It’s an expression that gets thrown around a lot, but Hannah literally grew up in the outdoors. The hunting and fishing roots of her family run deep. Her great-grandmother could light a match with a well-placed shot from a .22 rifle. Her father, Jeff Barron, grew up hard, and hunting was a way of providing food for the family. He would roam the woods daily, and it was common for him to shoot a clutch of squirrels before school. Those squirrels would be the next day’s breakfast.
Being a daddy’s girl, Hannah followed her father into the woods and onto the water. She couldn’t get enough of it. They were the places where Hannah felt most at home. She recalls cleaning deer before she could shoot, and admits she wasn’t in the “popular” crowd in school because she was the “weird” girl who spent too much time in the woods. She didn’t care. She knew who she was and liked it.
Eight years ago, a game warden friend took Hannah and Jeff noodling for the first time, and she was hooked. Today, she spends piles of days each year sticking her hands into catfish beds and letting the fish clamp down her. Injury wise, the 2019 season was her worst to date. A 10-pound flathead rolled hard with her ring-finger in its mouth, which nearly broke the finger. Weeks later, here largest cat to date bit her on the bicep.
“It’s such a rush,” she says. “Your instinct is to pull your hand away, but you have to let them bite. They think you’re a brim or other fish moving in to eat their eggs, so they bite. You may have to get bit multiple times before you can latch on to one. Finding and catching a big catfish is really hard and it takes a lot of time.”
When not letting catfish munch on her limbs, she’s hunting big bucks. For her, few things trump the feeling of hunting a mature whitetail, and in fall of 2019 she harvested her first bull elk. She’s on a roll. Her platform is growing, and all because she has stayed true to herself. That’s the exact message Hannah wants to deliver.
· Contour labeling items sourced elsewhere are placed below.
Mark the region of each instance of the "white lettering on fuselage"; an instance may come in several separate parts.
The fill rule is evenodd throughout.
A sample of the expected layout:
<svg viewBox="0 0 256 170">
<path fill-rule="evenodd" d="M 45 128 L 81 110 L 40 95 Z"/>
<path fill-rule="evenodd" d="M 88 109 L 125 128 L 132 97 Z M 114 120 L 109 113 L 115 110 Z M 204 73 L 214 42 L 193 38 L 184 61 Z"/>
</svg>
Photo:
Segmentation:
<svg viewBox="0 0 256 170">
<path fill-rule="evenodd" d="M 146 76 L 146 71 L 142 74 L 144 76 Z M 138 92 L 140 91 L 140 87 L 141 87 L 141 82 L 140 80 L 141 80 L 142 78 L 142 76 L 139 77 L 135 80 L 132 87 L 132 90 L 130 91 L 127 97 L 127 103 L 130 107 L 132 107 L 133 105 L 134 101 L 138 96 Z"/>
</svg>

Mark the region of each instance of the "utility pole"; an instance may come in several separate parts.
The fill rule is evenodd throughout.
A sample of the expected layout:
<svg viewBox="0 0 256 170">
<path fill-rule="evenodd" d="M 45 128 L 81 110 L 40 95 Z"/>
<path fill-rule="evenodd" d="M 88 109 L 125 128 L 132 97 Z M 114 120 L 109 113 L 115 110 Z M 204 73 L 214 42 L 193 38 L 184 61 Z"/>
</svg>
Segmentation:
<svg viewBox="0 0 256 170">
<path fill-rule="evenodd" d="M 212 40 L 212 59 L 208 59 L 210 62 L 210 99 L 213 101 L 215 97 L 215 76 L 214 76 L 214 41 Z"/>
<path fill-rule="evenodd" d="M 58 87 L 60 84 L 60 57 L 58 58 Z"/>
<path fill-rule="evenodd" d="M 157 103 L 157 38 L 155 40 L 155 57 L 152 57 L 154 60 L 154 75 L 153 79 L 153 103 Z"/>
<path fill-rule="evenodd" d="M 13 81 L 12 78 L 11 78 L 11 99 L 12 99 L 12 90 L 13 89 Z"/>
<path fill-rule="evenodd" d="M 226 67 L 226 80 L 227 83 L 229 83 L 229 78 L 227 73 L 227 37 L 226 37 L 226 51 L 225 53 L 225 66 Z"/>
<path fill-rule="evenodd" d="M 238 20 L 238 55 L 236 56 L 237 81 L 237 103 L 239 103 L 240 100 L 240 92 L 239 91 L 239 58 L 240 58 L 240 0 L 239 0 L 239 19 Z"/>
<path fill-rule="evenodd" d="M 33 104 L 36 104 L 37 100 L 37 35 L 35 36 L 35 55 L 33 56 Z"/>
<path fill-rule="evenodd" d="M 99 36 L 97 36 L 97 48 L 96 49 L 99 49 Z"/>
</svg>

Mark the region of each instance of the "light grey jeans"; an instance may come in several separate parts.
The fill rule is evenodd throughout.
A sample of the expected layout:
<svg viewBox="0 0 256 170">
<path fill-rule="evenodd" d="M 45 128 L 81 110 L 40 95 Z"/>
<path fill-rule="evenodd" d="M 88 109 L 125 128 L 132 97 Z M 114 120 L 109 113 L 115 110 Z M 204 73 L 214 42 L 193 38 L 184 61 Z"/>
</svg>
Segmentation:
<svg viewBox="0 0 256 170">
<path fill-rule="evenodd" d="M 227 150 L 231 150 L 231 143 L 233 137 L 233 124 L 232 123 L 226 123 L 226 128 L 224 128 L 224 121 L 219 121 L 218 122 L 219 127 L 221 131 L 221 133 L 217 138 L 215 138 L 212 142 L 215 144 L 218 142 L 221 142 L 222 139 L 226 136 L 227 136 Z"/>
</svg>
It’s Hannah’s hope her influence in the areas of hunting, shooting, fishing, trapping and fitness will encourage other young women to follow suit and pursue an outdoor lifestyle. With a degree in broadcast journalism and a minor in business from Troy University, she has set the stage well to do exactly that.
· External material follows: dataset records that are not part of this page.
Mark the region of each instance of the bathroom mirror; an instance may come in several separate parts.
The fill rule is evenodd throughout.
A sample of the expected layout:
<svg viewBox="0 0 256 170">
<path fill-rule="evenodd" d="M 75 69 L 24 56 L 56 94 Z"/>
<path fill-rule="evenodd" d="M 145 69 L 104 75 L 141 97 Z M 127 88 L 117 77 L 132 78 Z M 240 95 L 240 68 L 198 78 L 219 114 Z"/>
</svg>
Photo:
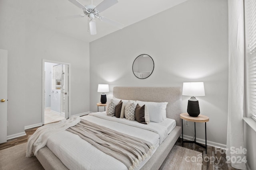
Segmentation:
<svg viewBox="0 0 256 170">
<path fill-rule="evenodd" d="M 151 57 L 146 54 L 142 54 L 133 62 L 132 71 L 136 77 L 143 79 L 151 75 L 154 66 L 154 61 Z"/>
</svg>

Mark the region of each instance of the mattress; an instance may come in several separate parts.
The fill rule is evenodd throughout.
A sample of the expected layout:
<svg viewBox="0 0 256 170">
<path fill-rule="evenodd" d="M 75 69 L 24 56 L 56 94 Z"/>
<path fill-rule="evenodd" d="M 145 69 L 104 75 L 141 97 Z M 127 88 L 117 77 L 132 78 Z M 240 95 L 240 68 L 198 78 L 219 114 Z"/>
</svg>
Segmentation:
<svg viewBox="0 0 256 170">
<path fill-rule="evenodd" d="M 163 123 L 150 122 L 144 125 L 107 116 L 104 112 L 91 113 L 81 118 L 148 141 L 152 144 L 155 150 L 176 125 L 175 120 L 170 119 Z M 120 161 L 66 131 L 51 137 L 46 146 L 70 170 L 127 170 Z M 141 162 L 136 169 L 149 158 Z"/>
</svg>

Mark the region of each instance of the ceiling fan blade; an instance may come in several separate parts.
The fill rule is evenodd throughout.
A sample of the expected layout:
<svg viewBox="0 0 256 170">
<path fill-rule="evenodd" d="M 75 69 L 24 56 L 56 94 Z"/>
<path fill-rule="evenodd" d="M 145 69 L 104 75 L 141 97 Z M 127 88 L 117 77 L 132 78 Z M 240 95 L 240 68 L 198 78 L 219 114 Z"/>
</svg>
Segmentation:
<svg viewBox="0 0 256 170">
<path fill-rule="evenodd" d="M 79 8 L 84 9 L 86 9 L 85 6 L 84 6 L 82 4 L 77 1 L 76 0 L 68 0 L 70 2 L 72 2 L 73 4 L 76 6 L 78 7 Z"/>
<path fill-rule="evenodd" d="M 100 18 L 100 20 L 103 22 L 106 22 L 106 23 L 116 27 L 120 29 L 122 29 L 124 27 L 124 25 L 122 23 L 121 23 L 119 22 L 114 21 L 112 20 L 110 20 L 110 19 L 106 18 L 106 17 L 102 17 Z"/>
<path fill-rule="evenodd" d="M 99 12 L 101 12 L 118 2 L 118 0 L 104 0 L 96 6 L 95 8 Z"/>
<path fill-rule="evenodd" d="M 89 22 L 90 32 L 91 35 L 96 35 L 97 33 L 96 30 L 96 21 L 94 20 L 91 20 Z"/>
<path fill-rule="evenodd" d="M 63 17 L 56 17 L 58 20 L 68 20 L 70 19 L 75 18 L 82 18 L 85 16 L 84 15 L 76 15 L 75 16 L 65 16 Z"/>
</svg>

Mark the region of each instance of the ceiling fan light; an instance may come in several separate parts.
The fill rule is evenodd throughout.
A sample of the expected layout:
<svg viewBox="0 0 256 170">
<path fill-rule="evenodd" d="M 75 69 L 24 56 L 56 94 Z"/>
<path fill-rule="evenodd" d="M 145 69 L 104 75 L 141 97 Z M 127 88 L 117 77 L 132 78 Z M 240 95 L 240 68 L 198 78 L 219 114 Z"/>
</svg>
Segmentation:
<svg viewBox="0 0 256 170">
<path fill-rule="evenodd" d="M 91 20 L 90 21 L 90 31 L 91 35 L 96 35 L 97 33 L 96 30 L 96 22 L 95 20 Z"/>
<path fill-rule="evenodd" d="M 92 13 L 90 13 L 89 14 L 89 18 L 91 20 L 93 20 L 95 18 L 94 15 Z"/>
</svg>

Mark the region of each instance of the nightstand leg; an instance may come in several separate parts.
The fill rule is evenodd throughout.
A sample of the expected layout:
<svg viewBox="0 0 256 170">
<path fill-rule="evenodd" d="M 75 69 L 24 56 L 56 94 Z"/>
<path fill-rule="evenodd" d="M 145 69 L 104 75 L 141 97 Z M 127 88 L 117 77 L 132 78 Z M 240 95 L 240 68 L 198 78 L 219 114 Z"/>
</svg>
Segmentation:
<svg viewBox="0 0 256 170">
<path fill-rule="evenodd" d="M 196 122 L 194 122 L 194 126 L 195 127 L 195 139 L 194 141 L 196 142 Z"/>
<path fill-rule="evenodd" d="M 182 147 L 183 147 L 183 119 L 181 119 L 181 127 L 182 132 Z"/>
</svg>

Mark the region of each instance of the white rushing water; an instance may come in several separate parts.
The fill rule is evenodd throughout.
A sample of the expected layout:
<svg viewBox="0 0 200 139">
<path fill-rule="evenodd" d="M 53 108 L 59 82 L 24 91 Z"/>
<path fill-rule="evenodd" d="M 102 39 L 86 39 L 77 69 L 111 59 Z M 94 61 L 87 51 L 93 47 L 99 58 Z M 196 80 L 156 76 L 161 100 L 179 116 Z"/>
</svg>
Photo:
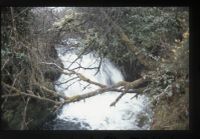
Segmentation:
<svg viewBox="0 0 200 139">
<path fill-rule="evenodd" d="M 57 48 L 60 59 L 64 67 L 67 68 L 72 61 L 77 58 L 73 51 L 64 52 L 63 48 Z M 74 62 L 70 69 L 79 67 L 98 67 L 99 59 L 93 56 L 92 53 L 82 56 L 81 59 Z M 104 85 L 115 84 L 124 80 L 122 73 L 108 60 L 104 59 L 98 74 L 95 75 L 97 69 L 76 69 L 92 81 L 99 82 Z M 58 83 L 65 82 L 75 76 L 68 76 L 62 74 L 58 79 Z M 72 84 L 74 82 L 74 84 Z M 72 84 L 71 86 L 69 86 Z M 74 96 L 84 94 L 96 90 L 97 86 L 89 85 L 78 79 L 71 80 L 66 84 L 56 85 L 56 91 L 62 92 L 66 96 Z M 69 86 L 69 87 L 68 87 Z M 86 87 L 87 86 L 87 87 Z M 80 129 L 88 130 L 147 130 L 149 129 L 149 122 L 151 110 L 149 108 L 148 99 L 145 96 L 139 96 L 137 99 L 131 99 L 134 94 L 124 95 L 116 104 L 111 107 L 110 104 L 116 100 L 120 95 L 119 92 L 106 92 L 79 102 L 66 104 L 58 119 L 65 121 L 80 123 Z M 138 120 L 138 117 L 143 117 Z M 142 116 L 141 116 L 142 115 Z M 146 120 L 144 120 L 146 118 Z M 143 122 L 142 125 L 141 122 Z M 87 123 L 86 126 L 83 123 Z M 66 129 L 68 130 L 68 129 Z"/>
</svg>

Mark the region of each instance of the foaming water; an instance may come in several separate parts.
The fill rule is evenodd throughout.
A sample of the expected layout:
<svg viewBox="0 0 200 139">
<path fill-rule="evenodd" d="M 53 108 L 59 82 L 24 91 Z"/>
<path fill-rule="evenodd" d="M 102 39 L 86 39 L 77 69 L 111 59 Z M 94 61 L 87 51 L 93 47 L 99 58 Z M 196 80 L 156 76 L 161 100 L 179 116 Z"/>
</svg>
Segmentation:
<svg viewBox="0 0 200 139">
<path fill-rule="evenodd" d="M 101 68 L 96 74 L 97 69 L 91 68 L 98 67 L 100 59 L 95 57 L 92 53 L 83 55 L 81 59 L 71 65 L 71 62 L 78 57 L 76 53 L 74 51 L 61 53 L 63 51 L 62 48 L 57 48 L 57 51 L 65 68 L 70 67 L 70 69 L 75 69 L 76 72 L 81 73 L 92 81 L 104 85 L 112 85 L 124 80 L 121 72 L 108 59 L 102 61 Z M 76 69 L 80 66 L 90 69 Z M 74 96 L 88 93 L 99 88 L 98 86 L 74 78 L 75 76 L 62 74 L 57 81 L 58 83 L 65 82 L 69 79 L 71 80 L 65 84 L 56 85 L 56 90 L 64 93 L 66 96 Z M 149 108 L 148 98 L 139 96 L 136 99 L 132 98 L 134 94 L 126 94 L 118 101 L 116 106 L 111 107 L 110 104 L 115 101 L 119 95 L 119 92 L 106 92 L 85 100 L 66 104 L 57 118 L 74 124 L 79 123 L 77 130 L 149 129 L 151 110 Z M 138 120 L 138 115 L 141 114 L 143 117 L 146 117 L 146 120 L 142 121 L 142 125 L 141 120 Z M 69 129 L 67 128 L 64 130 Z"/>
</svg>

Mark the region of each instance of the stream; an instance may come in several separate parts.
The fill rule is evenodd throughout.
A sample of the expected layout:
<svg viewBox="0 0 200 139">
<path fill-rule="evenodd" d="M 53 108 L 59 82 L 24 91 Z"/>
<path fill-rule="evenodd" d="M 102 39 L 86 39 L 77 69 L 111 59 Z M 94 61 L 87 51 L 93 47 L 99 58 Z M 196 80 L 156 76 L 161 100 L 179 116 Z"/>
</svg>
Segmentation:
<svg viewBox="0 0 200 139">
<path fill-rule="evenodd" d="M 70 42 L 71 41 L 71 42 Z M 68 44 L 77 43 L 68 39 Z M 57 46 L 59 58 L 65 68 L 75 69 L 92 81 L 104 85 L 113 85 L 123 81 L 120 70 L 108 59 L 103 59 L 99 72 L 94 67 L 99 66 L 100 58 L 93 53 L 83 55 L 71 64 L 77 57 L 75 50 Z M 77 49 L 76 49 L 77 50 Z M 77 67 L 84 67 L 76 69 Z M 94 68 L 94 69 L 93 69 Z M 56 81 L 55 89 L 66 96 L 81 95 L 98 89 L 98 86 L 79 81 L 76 76 L 62 74 Z M 68 81 L 67 83 L 64 83 Z M 152 111 L 148 97 L 127 93 L 115 106 L 110 106 L 120 95 L 120 92 L 105 92 L 78 102 L 66 104 L 57 117 L 45 123 L 47 130 L 148 130 L 150 129 Z"/>
</svg>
“I just want to encourage people to be who they are—to not try and fit into any standard box,” she says. “Girls can get viewed as weird when they are interested in things that fall outside the norm. I want young women to know they can do anything they want and be anything they want. They may have to endure a little extra mess and work a little harder, but it will benefit them in the long run.”
Hannah’s contagious personality and positive attitude caught Federal’s eye and being that Hannah and her father spend so much time in the field, the fit is perfect.
“We shoot a lot,” says Hannah. “Our hog problem in Alabama has gotten terrible. We hunt them year-round to try and keep the population under control, but it’s a constant battle. Then, during the fall and spring, we are always hunting. We shoot lots of ammo, and our goal has always been accuracy and quick, clean kill. Federal makes the best, and that’s why we use it.”